Which we can turn into a differntiable objective adding in a prior on the noise

joint_model_objective(x, p) = -joint_model_posterior(x[1], u0, Matrix(x[2:end]'), observables, noise_prior, β_prior) # extract noise and parameeter from vector
x0 = vcat([0.95], noise[1,:])  # starting at the true noise
joint_model_objective(x0, nothing)
gradient(x ->joint_model_objective(x, nothing),x0) # Verifying it can be differentiated

# optimize
optf = OptimizationFunction(joint_model_objective, Optimization.AutoZygote())
optprob = OptimizationProblem(optf, x0)
optsol = solve(optprob,LBFGS())
u: 201-element Vector{Float64}:
  0.9666999986154561
 -0.12597980003160084
 -0.06341423105188516
 -0.0007579332857906926
  0.012857378713502165
  0.0026598907296594082
  0.0694388917915022
  0.15357828484481068
  0.1027054893422976
  0.1694918041843642
  ⋮
  0.0803946695647846
  0.09062131641281987
  0.054881966401640545
  0.04765289970929892
  0.005625778916593516
 -0.051481142266637754
 -0.017707218473049232
 -0.009521627777133414
 -0.0012122081480495095

This "solves" the problem relatively quickly, despite the high-dimensionality. However, from a statistics perspective note that this last optimization process does not do especially well in recovering the pseudotrue if you increase the prior variance on the β parameter. Maximizing the posterior is usually the wrong thing to do in high-dimensions because the mode is not a typical set.

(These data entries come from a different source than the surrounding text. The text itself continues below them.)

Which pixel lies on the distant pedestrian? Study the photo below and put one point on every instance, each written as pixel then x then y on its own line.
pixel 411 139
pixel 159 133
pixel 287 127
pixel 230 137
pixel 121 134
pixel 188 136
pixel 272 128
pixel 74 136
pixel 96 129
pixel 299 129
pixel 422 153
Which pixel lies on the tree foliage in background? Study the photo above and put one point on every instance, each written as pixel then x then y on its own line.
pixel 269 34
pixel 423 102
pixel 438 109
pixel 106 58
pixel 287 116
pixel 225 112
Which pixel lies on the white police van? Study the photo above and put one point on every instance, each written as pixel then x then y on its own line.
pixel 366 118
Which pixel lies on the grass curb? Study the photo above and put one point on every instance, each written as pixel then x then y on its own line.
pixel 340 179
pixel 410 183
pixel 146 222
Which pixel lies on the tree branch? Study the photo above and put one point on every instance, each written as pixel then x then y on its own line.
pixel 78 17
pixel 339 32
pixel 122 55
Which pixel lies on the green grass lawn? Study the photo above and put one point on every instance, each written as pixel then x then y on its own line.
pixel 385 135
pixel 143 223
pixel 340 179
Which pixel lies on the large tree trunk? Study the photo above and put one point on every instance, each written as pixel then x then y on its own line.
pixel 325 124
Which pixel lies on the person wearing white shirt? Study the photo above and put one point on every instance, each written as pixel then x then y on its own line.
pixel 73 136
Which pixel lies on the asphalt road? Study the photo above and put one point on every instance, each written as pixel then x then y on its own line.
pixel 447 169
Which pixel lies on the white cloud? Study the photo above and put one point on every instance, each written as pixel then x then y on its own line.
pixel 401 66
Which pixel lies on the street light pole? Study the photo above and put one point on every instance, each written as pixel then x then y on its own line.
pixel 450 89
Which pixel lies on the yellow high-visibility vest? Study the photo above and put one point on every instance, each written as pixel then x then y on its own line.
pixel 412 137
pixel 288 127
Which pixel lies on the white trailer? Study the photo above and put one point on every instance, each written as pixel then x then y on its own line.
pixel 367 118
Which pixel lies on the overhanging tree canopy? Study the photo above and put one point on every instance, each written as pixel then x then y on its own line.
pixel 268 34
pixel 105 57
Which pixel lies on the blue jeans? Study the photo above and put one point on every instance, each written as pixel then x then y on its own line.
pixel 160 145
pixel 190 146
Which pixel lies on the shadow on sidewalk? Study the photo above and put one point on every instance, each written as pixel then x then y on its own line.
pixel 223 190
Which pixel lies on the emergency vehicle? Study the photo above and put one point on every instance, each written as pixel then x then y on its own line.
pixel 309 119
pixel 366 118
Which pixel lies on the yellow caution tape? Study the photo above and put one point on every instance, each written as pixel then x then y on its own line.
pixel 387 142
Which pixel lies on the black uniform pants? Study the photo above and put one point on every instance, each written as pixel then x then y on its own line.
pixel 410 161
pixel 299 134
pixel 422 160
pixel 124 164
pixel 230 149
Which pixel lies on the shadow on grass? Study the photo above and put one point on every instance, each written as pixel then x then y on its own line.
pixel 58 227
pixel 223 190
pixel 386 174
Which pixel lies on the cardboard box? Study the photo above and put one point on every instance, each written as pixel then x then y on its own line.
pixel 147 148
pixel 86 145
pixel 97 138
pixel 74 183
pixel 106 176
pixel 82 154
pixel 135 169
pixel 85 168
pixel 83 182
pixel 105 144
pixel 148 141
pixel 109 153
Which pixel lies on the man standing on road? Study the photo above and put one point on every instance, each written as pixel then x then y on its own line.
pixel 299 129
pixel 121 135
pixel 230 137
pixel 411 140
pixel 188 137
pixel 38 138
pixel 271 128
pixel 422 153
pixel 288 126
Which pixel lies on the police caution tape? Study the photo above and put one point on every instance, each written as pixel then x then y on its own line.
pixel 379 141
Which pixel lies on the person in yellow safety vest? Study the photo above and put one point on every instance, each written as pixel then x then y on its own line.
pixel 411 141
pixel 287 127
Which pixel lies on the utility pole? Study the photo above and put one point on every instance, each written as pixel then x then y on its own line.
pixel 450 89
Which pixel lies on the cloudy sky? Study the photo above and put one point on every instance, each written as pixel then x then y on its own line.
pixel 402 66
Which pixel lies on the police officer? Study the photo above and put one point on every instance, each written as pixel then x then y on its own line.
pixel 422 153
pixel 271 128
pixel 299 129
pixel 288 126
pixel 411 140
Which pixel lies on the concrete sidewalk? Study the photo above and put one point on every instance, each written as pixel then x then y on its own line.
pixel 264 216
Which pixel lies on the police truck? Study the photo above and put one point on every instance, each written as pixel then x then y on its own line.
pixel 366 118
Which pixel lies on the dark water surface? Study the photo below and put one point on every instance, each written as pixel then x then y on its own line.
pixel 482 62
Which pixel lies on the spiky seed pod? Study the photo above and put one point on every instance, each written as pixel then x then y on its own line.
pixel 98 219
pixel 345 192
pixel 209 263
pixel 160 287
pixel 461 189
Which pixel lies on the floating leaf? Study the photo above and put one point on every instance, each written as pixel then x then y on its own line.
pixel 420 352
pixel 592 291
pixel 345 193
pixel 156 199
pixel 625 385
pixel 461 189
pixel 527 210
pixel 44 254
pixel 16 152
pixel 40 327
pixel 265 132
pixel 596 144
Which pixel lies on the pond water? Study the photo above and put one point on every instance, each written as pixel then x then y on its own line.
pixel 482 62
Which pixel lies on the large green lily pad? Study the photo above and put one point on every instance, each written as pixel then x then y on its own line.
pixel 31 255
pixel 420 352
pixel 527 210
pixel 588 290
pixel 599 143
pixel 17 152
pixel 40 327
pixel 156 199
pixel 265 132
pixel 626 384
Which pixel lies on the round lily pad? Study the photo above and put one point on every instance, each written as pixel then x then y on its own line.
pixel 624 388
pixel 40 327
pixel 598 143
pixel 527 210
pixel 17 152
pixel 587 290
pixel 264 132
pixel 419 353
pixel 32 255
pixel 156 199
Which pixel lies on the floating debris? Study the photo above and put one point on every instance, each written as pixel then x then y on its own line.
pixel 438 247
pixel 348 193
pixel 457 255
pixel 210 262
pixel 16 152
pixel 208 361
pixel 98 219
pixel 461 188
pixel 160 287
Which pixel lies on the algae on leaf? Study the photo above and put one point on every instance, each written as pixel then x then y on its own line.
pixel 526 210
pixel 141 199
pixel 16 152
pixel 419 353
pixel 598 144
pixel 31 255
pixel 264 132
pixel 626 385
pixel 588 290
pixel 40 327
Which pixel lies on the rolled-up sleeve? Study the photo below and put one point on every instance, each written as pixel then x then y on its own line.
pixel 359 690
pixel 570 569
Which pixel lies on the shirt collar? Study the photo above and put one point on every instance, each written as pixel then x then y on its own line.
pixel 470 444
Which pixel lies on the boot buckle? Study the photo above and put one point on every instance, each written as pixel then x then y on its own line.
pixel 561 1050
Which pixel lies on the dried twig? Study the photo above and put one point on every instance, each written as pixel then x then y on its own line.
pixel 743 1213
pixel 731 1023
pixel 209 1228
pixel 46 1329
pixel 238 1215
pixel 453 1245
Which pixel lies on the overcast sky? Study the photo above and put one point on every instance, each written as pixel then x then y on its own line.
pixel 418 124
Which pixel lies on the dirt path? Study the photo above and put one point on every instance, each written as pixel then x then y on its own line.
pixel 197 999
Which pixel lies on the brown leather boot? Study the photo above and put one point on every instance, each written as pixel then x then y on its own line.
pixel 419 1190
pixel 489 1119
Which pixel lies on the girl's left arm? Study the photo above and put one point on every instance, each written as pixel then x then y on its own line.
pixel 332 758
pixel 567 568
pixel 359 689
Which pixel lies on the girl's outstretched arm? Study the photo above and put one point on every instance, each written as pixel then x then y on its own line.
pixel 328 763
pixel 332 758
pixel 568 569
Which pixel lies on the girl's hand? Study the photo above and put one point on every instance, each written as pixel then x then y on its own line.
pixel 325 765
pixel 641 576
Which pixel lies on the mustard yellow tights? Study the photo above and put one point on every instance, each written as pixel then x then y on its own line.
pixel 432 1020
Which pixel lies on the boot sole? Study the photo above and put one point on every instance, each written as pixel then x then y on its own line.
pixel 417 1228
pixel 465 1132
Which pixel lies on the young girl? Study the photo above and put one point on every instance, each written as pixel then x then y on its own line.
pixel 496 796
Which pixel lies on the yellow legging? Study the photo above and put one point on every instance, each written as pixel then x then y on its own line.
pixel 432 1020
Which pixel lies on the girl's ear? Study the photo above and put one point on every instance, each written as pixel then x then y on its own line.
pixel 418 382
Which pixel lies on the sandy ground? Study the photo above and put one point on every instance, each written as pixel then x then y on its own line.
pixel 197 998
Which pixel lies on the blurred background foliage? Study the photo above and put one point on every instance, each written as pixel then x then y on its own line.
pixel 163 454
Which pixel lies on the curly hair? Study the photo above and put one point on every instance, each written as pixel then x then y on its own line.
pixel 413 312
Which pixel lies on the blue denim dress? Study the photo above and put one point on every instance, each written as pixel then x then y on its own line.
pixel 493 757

Caveats on Gradients and Performance

A few notes on performance and gradients:

  1. As this is using reverse-mode AD it will be efficient for fairly large systems as long as the ultimate value of your differentiable program. With a little extra work and unit tests, it could support structured matrices/etc. as well.
  2. Getting to much higher scales, where the A,B,C,D are so large that matrix-free operators is necessary, is feasible but will require generalizing those to LinearOperators. This would be reasonably easy for the joint likelihood and feasible but possible for the Kalman filter
  3. At this point, there is no support for forward-mode auto-differentiation. For smaller systems with a kalman filter, this should dominate the alternatives, and efficient forward-mode AD rules for the kalman filter exist (see the supplementary materials in the the Differentiable State Space Models paper). However, it would be a significant amount of work to add end-to-end support and fulfill standard SciML interfaces, and perhaps waiting for Enzyme or similar AD systems that provide both forward/reverse/mixed mode makes sense.
  4. Forward-mode AD is likely inappropriate for the joint-likelihood based models since the dimensionality of the noise is always large.
  5. The gradient rules are written using ChainRules.jl so in theory they will work with any supporting AD. In practice, though, Zygote is the most tested and other systems have inconsistent support on Julia at this time.